At any rate, my point was simply that analysts are usually more
concerned that the distribution of parameter estimates be normal than
with the distribution of the phenomena. It is easy to show the
difference with a discrete variable that cannot be normal even as the
mean (proportion) is normal on repeated sampling.
Anyway, this has been fun, but I should get back to work.
Sam
On Sat, Aug 31, 2013 at 10:47 AM, Joe Canner <[email protected]> wrote:
> I'm not sure how one would go about proving a statement like "most things in nature are not normally distributed" (nor its opposite: "most things in nature *are* normally distributed).
>
> Of course "number of hands" is not normally distributed, being a discrete count variable. However, there a lot of continuous variables in nature (height, weight, length, blood chemistry measures, etc.) that are in fact normal or at least close. Whether a distribution is slightly skewed or not (as per an earlier post) is less interesting (to me, at least) than why many distributions are (nearly) symmetric with mode near the median, rather than, say, exponential or uniform. I suspect this is what the original question was about, although I certainly can't speak for the person who posted it.
>
> I'm also not sure how income entered the discussion; I wouldn't call that a measurement from "nature".
>
> Joe
> ________________________________________
> From: [email protected] [[email protected]] on behalf of Lucas [[email protected]]

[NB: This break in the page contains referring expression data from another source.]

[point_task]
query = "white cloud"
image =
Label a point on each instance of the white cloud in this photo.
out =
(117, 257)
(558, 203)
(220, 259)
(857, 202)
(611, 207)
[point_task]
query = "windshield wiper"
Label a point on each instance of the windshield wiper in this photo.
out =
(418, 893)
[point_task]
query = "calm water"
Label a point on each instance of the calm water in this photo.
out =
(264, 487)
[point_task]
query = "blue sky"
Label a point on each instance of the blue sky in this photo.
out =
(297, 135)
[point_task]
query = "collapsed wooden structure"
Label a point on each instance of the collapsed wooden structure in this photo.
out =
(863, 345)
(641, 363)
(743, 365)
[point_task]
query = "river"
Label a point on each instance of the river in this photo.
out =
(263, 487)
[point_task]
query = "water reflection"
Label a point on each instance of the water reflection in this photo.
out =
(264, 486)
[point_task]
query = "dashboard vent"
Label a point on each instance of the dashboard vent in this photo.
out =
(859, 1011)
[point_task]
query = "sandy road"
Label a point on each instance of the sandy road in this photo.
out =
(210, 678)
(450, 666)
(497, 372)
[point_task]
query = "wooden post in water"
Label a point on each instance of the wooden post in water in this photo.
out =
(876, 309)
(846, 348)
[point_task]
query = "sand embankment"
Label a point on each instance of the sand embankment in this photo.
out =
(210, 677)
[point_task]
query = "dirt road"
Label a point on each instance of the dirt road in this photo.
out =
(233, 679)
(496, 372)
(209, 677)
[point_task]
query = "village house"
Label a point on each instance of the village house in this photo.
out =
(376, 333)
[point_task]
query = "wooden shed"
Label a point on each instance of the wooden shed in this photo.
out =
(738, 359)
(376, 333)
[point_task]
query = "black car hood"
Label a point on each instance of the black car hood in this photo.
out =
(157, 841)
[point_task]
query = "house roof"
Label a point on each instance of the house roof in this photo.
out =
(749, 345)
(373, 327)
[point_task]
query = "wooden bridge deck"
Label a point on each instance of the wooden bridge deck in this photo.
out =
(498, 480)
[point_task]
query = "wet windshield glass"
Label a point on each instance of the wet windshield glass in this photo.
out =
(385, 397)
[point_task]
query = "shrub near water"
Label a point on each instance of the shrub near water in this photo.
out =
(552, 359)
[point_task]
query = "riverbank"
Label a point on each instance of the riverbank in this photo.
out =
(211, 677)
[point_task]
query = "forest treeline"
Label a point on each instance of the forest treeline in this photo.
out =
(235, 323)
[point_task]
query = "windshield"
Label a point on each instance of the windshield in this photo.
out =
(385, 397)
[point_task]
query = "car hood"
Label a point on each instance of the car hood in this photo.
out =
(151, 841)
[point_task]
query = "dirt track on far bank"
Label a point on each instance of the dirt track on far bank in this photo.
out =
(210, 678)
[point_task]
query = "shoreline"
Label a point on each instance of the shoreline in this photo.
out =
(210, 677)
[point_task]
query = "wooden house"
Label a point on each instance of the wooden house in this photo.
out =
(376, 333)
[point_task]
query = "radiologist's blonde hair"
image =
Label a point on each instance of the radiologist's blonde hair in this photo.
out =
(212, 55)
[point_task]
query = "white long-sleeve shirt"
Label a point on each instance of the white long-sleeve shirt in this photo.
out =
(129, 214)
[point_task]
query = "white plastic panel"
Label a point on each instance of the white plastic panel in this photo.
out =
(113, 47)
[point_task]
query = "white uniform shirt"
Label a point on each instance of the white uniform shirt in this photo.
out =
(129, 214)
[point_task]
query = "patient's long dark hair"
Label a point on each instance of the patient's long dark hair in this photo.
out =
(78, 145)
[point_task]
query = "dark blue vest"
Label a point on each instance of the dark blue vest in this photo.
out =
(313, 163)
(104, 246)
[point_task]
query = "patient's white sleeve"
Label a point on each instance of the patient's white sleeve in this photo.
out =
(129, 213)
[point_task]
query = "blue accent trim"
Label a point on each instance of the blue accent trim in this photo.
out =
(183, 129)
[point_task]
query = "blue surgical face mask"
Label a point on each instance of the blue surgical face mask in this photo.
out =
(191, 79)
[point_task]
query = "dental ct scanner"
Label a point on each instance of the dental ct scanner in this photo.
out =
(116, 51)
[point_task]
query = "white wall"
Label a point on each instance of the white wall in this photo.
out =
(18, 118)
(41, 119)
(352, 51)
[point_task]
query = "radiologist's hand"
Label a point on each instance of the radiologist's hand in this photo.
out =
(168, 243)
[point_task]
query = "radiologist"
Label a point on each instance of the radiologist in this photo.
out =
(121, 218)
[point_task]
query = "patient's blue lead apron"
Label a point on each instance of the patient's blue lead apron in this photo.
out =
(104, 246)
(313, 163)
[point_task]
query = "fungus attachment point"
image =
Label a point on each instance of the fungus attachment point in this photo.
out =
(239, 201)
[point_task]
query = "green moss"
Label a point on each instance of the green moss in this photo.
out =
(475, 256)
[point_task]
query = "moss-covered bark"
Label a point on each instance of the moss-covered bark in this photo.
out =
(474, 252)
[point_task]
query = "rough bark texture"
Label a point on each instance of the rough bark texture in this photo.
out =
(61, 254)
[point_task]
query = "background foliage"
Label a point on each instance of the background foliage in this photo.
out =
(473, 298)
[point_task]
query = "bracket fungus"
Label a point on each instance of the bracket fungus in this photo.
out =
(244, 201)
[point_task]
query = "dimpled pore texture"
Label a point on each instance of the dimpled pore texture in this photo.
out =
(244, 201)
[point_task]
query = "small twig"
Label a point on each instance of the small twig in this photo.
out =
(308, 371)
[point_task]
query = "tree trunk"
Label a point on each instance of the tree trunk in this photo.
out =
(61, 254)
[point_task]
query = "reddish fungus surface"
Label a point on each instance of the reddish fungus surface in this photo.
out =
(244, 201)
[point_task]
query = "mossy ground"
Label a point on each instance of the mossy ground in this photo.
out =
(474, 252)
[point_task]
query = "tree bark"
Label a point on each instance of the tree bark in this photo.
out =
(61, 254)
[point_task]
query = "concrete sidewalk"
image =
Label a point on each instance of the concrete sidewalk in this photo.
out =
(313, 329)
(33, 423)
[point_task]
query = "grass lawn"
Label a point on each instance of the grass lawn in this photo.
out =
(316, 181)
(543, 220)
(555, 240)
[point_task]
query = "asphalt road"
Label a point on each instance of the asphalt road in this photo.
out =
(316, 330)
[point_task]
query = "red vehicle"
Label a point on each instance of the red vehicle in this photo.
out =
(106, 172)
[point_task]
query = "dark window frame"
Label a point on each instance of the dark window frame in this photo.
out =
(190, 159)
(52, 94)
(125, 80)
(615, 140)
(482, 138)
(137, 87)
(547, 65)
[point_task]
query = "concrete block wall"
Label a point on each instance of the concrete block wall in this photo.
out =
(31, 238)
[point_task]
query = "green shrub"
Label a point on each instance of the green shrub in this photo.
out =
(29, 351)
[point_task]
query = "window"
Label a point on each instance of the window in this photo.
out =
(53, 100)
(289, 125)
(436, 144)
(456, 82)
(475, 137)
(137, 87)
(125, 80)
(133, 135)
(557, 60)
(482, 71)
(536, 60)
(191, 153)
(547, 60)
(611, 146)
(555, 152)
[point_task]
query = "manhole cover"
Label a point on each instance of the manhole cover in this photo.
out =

> Sent: Saturday, August 31, 2013 11:18 AM
> To: [email protected]
> Cc: Samuel Lucas
> Subject: Re: st: Why many things have Normal distribution
>
> I don't understand this thread. Most things in nature are not normally
> distributed. What is normally distributed is a parameter estimate from
> repeated random sampling from a population.
>
> In the U.S., for example, the number of hands per person is not
> normally distributed. The possibilities are 0, 1, and 2. The mean is
> probably something like 1.8. If we drew 1,000 samples of 1,000 people,
> the means from those samples would be or approach a normal
> distribution. The normal distribution of the mean from those samples
> would not signify that the distribution of hands per person is normal.
>
> The known distribution of the means justifies use of standard tools of
> inference (e.g., confidence interval calculation). It neither
> signifies nor requires the underlying distribution of the phenomenon
> to be normal.
>
> Sam
>
> On Sat, Aug 31, 2013 at 6:37 AM, Yuval Arbel <[email protected]> wrote:
>> Steve and David,
>>
>> If I come to think about it - and as David previously mentioned -
>> income, for example, is not normally distributed, no matter how much
>> we increase the sample:
>>
>> If we take the big corporations, for example - we find that most of
>> the workers earn a minimal wage, where senior managers earn at least
>> ten times more. I would therefore anticipate that the income variable
>> distribution will be skewed to the right. This also corresponds to
>> Pareto principle - that 80% of the wealth is concentrated among 20% of
>> the population
>>
>> One possible explanation - is the poverty trap: poor people remain
>> stuck without education or other means to get out of the trap -
>> because they get a subsistence wage.
>>
>> On Sat, Aug 31, 2013 at 1:12 AM, Steve Samuels <[email protected]> wrote:
>>>
>>> David,
>>>
>>> Here is some empirical evidence: the book by Hampel et al.(1986, pp
>>> 22-23) cites several investigators, starting with Bessel in 1818, who
>>> studied "very high quality" data sets. Most of the sets were
>>> longer-tailed than the normal and were well-approximated by
>>> t-distributions with 3-9 d.f. Slight skewness was also noted.
>>>
>>> Steve
>>>
>>>
>>> Reference:
>>>
>>> Hampel, Frank, Elvezio Ronchetti, Peter Rousseeuw, and Werner Stahel.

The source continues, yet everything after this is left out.